A few weeks ago we stopped at a great Southern-style cooking restaurant for some food after the big move. The food was phenomenal, but I wished I would have ordered another side of collard greens! I’ll admit that I was a little hesitant to try them in the beginning.. it just looked like soggy cooked lettuce to me, but I’m so happy I got over that! To satisfy my craving I set out to make my own, choosing to go veggie instead of the pork collard greens I had at the restaurant. If you’ve never had them before, they’re a must try!

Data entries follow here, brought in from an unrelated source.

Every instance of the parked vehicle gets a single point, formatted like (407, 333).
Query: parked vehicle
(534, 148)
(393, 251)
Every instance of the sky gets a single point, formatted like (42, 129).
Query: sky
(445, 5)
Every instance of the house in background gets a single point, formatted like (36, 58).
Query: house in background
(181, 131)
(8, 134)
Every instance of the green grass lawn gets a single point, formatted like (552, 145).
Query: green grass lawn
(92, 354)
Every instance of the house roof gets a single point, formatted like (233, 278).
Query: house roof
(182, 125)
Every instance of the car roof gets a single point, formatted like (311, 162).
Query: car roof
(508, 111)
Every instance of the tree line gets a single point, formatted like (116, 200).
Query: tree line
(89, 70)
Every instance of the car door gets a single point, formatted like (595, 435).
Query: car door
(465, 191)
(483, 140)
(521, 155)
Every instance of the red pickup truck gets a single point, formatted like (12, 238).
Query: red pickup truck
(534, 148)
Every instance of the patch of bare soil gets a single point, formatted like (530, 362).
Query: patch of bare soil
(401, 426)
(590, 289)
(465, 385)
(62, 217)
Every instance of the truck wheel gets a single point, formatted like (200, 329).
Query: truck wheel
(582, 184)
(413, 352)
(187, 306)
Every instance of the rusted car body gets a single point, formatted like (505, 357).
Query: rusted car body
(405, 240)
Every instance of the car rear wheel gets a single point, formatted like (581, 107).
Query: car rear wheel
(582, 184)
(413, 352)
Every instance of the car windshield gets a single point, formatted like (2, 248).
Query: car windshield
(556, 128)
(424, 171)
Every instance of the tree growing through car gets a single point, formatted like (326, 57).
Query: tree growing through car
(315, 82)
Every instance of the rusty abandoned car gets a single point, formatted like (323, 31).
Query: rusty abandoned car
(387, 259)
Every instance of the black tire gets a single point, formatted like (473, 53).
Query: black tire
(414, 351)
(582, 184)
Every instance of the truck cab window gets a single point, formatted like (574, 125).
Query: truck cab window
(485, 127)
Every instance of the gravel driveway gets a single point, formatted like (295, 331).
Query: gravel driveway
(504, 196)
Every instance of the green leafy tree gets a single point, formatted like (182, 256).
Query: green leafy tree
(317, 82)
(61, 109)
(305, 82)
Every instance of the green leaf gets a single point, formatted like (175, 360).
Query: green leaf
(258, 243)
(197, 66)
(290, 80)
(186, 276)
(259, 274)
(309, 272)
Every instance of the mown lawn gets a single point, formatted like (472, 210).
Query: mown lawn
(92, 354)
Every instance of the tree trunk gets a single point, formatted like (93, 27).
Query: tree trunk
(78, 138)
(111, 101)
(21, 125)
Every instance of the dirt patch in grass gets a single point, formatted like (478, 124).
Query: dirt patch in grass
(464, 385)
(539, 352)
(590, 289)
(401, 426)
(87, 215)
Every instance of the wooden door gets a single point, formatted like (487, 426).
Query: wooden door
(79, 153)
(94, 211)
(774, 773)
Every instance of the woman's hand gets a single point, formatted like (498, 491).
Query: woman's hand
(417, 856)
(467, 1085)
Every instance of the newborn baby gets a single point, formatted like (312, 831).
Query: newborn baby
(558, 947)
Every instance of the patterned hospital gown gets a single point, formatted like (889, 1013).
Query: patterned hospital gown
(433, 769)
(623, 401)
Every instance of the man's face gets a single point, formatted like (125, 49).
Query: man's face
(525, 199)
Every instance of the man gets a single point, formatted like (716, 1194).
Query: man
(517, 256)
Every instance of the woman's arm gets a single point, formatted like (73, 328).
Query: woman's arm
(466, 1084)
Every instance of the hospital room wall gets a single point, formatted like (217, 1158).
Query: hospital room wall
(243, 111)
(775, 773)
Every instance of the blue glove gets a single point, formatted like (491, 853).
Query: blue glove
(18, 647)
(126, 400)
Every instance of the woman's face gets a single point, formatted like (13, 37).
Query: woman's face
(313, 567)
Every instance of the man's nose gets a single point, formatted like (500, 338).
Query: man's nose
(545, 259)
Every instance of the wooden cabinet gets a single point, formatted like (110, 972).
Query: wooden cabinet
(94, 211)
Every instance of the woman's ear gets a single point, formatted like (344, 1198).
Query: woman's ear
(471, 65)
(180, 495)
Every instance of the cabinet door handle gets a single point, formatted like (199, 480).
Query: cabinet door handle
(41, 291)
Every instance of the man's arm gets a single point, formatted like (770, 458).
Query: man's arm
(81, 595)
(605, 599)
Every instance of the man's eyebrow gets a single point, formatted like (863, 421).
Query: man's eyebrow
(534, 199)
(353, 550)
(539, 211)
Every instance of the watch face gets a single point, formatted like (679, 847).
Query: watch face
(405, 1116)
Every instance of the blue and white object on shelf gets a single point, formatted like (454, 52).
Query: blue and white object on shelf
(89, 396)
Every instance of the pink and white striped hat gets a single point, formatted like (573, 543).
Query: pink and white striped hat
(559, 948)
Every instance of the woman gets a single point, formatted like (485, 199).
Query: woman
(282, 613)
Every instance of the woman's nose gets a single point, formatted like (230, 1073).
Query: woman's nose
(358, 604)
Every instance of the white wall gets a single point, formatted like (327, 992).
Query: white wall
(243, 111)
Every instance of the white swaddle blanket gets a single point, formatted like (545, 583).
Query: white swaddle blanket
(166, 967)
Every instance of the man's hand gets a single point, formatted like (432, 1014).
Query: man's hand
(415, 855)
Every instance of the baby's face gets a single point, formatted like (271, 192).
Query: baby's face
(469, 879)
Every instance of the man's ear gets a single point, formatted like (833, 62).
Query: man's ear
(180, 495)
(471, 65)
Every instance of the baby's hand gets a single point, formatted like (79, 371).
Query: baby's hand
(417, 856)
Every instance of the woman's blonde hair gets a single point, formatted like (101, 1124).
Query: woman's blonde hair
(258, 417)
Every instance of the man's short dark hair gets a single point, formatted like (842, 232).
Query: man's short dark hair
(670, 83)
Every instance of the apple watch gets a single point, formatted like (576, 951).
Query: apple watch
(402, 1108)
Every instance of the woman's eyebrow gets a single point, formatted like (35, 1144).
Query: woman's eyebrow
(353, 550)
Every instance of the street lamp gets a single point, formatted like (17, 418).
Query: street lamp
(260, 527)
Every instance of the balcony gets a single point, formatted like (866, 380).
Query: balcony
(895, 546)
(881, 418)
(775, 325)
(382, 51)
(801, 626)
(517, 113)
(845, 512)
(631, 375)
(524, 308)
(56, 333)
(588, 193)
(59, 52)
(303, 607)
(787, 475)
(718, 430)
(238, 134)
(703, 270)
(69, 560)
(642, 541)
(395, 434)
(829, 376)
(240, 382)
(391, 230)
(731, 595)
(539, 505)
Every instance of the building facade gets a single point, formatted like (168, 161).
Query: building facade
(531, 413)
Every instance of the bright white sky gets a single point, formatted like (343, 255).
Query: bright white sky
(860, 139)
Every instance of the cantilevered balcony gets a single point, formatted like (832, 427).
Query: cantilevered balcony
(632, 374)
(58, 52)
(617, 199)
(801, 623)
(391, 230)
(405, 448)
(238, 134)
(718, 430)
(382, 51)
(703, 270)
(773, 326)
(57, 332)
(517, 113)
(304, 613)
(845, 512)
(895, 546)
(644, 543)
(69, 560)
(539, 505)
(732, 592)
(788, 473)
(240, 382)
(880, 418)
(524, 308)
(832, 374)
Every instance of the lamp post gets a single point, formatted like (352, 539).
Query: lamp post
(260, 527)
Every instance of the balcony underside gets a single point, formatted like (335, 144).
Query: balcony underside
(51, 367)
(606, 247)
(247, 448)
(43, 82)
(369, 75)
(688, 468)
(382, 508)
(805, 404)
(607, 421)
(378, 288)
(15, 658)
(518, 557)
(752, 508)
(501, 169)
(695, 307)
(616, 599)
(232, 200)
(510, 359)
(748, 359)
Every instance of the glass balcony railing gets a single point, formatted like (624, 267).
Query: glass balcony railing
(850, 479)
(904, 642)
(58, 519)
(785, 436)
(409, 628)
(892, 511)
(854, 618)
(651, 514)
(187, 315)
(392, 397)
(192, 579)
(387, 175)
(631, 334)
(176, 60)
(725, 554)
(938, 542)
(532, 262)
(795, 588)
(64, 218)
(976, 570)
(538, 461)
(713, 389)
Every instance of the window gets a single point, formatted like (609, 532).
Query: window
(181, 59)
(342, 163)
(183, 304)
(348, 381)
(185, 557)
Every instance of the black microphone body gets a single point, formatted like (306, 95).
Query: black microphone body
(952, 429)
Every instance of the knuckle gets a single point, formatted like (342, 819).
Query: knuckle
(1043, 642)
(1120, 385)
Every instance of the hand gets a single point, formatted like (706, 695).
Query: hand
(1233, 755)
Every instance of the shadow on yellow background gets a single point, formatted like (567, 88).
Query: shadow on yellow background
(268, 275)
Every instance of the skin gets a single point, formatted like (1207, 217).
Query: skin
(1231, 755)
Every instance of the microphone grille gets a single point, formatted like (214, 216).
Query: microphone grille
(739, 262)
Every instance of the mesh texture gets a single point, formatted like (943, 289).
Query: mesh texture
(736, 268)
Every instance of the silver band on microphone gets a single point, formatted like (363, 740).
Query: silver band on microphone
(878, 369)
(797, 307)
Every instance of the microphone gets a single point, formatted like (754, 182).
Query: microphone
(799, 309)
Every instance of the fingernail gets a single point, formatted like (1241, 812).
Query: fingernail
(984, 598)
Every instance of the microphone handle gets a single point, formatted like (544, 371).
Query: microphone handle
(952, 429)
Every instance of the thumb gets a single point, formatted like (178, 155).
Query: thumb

(makes approximately 4 servings)
1 Tbs olive oil
1 Tbs unsalted butter
½ large red onion, finely chopped
1 garlic clove, minced
1 tsp crushed red pepper flakes
1 bunch of collard greens, chopped
3 cups vegetable stock – click here to get my recipe for Homemade Vegetable Stock
1 large tomato, seeds removed and chopped
1 green bell pepper, cut into strips
Freshly ground sea salt and pepper
(1.) Add olive oil and butter to a large pot and heat over medium heat. Once hot, add onions and sauté for 2-3 minutes. (2.) Add minced garlic and pepper flakes and cook another 1-2 minutes. (3.) Add collard greens and toss ingredients with a wooden spoon to mix. Cook for 1 minute. (4.) Add vegetable stock, cover, and bring to a simmer.
(5.) Cook for 30 minutes. (6.) Add bell pepper, cover, and (7.) simmer for another 10 minutes or until collard greens and peppers are tender. (8.) Add tomatoes and season with salt and pepper.
Distribute between bowls, add a little broth, and serve right away!